Meanwhile, Ivy could never focus in school. She would spend lectures shaking her leg with a nervous twitch. She would fall asleep. She never made friends as easily either, as the other students often called her a bitter bitch. Meanwhile, Lily was moved up a grade, scheduled to enter secondary school at 11.
No matter how she tried, Ivy always felt as if she could never catch up to her sister. When the Hogwarts letter came, it came for Lily.
"It's probably a hoax,"Ivy had said from the background, Petunia nodding her head as if that were the only possibility. As if Lily hadn't been showing signs of magic for years. After all, the flowers she grew always bloomed. A daisy should take, at minimum, ten days to grow, but when Lily planted one, it grew in full bloom by the next day. It had been Lily who made the cats around the neighborhood suddenly dance. It had been Lily who complained about the blue painted walls in the sitting room, only for everyone to awaken the next morning to see them a perfect and vibrant red.
Ivy had been furious, awaiting her letter. They were twins. It didn't make sense to her that one got an invitation and the other did not. Petunia had a similar sentiment, but the thought of being left out with her little sister made the resentment boil.
"I'm sorry," Lily had told her, as if it were her fault that Ivy wasn't invited.
"What makes you so special?" Ivy was tired of hearing from everyone how sweet Lily was, how sacrificing she was, how smart, how talented. Ivy wanted to say she was magical too, but where Lily's magic erupted in flashy bursts of childlike wonder, Ivy's display would only make her grounded.
"Maybe your letter was lost in the mail," Lily had assured her, as always, not arguing or snapping at both Ivy's tone and words. If anything, that passive stance, that avoidance of conflict, made Ivy even more irritated.
The childlike disputes were dumb like that, but they had never really managed to understand one another. Ivy had sent many letters to the same address listed on Lily's letter. She never begged to be reconsidered, never asked if they made a mistake. Instead, she addressed it straightforward and bluntly.
Dear warlock/witch
It appears you made a clerical error in your letters. My sister, Lily Evans, received an invitation to your magical school of Hogwarts. It appears mine never came. I must assume this is a grievous mistake on your part, as I'm every bit as magical. I'm not certain your methods of checking magical talent, but it is obviously lacking.

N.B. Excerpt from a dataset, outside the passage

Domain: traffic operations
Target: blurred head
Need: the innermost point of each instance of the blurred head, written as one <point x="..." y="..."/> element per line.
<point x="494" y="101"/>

- Yours truly and awaiting her letter Ivy Evans
Ivy had grown more irritable during that summer, prone to fits of rage and temper. She had taken to siding with Petunia in more arguments, where both sisters often ganged up on the favorite child. They hid her socks, tied her laces together in thick knots, and more of those childlike mean pranks.
"What's so special about being magical anyway?"Petunia had told her older sister, both girls swaying on the swing. Ivy dug her feet into the sand, her long hair in two thick braids, flapping in the wind. While Petunia leaned her head against the chains, Ivy had been dragging her feet through the sand, her fingers tapping against the metal.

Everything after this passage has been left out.